Molecular dynamics investigation of the vaporization characteristics of n-alkane blended fuels under different ambient conditions

Abstract

Molecular dynamics (MD) simulation is a powerful tool to reveal the microscopic characteristics of supercritical transitions. However, the accuracy of MD depends strongly on the potential model that describes the interaction forces between atoms. In this study, four commonly used potential models for long-chain n-alkanes in MD simulations are evaluated, and a hybrid model is introduced. The vaporization and phase-transition characteristics of n-alkane blended fuels with different mole fractions are then explored under a wide variety of ambient conditions by using the hybrid model. Compared to the commonly used potentials, the hybrid model shows higher accuracy for predicting the thermodynamic and transport properties. In subcritical environments, vaporization belongs to typical two-phase evaporation with a sharp gas–liquid interface. The preferential evaporation of the light-end component is obvious, and the evaporation rate of the heavy-end component is maximized after the light-end component is consumed. Under supercritical conditions, the interface dissolves rapidly, the evaporation rates for both the light- and heavy-end components increase simultaneously, and both components coexist throughout the evaporation process.
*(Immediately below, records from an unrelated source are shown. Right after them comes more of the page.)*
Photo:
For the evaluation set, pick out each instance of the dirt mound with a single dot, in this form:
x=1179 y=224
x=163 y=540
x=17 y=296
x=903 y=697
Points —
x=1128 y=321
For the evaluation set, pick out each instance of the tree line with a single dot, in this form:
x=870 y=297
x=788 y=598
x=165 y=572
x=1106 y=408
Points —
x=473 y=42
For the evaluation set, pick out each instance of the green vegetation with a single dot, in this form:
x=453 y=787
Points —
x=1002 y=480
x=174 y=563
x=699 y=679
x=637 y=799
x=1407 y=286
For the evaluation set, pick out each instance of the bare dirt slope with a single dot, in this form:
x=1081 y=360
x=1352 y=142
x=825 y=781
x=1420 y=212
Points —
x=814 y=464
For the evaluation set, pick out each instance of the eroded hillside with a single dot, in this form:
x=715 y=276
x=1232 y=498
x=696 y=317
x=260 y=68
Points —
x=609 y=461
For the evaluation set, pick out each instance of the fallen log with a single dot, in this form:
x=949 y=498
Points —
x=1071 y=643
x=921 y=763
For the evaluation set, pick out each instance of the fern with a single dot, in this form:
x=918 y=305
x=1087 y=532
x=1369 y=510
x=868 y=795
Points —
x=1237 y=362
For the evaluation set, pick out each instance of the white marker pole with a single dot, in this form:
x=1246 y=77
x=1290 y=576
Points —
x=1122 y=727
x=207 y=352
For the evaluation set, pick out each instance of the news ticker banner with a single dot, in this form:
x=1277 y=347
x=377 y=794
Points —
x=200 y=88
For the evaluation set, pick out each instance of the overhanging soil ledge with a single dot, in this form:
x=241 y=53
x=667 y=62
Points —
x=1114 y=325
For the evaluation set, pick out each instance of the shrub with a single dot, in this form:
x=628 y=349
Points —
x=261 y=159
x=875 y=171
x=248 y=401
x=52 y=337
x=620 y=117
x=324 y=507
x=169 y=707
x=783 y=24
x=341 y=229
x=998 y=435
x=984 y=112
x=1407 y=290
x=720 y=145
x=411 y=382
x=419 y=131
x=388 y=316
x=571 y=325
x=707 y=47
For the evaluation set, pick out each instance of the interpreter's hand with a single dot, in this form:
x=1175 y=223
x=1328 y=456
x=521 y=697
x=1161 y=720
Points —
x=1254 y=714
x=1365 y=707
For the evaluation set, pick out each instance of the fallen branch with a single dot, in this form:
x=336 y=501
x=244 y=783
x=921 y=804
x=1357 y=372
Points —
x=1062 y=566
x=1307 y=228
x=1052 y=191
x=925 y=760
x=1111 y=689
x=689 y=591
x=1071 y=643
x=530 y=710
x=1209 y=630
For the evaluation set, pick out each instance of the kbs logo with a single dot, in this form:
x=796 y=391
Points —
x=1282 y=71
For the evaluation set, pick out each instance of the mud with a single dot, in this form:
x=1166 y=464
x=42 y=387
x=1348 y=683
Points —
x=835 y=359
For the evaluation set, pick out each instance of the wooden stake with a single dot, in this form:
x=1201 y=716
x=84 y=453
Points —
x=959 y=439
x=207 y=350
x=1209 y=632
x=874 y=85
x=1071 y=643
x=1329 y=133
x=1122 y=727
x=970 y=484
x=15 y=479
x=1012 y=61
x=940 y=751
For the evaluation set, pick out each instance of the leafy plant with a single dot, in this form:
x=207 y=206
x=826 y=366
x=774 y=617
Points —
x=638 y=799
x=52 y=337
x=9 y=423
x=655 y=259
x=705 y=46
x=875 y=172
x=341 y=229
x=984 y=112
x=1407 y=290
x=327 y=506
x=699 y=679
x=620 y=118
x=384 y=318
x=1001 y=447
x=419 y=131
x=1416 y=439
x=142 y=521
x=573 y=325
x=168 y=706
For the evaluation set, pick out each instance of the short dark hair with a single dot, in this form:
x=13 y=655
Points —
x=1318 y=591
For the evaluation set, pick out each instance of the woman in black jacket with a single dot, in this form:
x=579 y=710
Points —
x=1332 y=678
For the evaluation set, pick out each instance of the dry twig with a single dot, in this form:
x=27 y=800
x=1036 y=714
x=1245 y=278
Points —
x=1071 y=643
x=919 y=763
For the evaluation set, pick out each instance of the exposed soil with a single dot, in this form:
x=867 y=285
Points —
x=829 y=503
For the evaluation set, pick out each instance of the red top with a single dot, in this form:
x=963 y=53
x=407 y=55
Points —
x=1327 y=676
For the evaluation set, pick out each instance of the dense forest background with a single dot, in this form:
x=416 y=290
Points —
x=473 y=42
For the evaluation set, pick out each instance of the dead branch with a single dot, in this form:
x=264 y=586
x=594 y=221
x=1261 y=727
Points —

Based on the maximum potential energy and evaporation rate, a new criterion for the supercritical transition is proposed. The dimensionless transition time, which reflects the proportion of the sub/supercritical stage within the lifetime, is nearly independent of the ambient temperature and fuel composition; instead, it mainly depends on the ambient pressure. Finally, an empirical formula is obtained by curve-fitting to describe the variation in the dimensionless transition time with ambient pressure.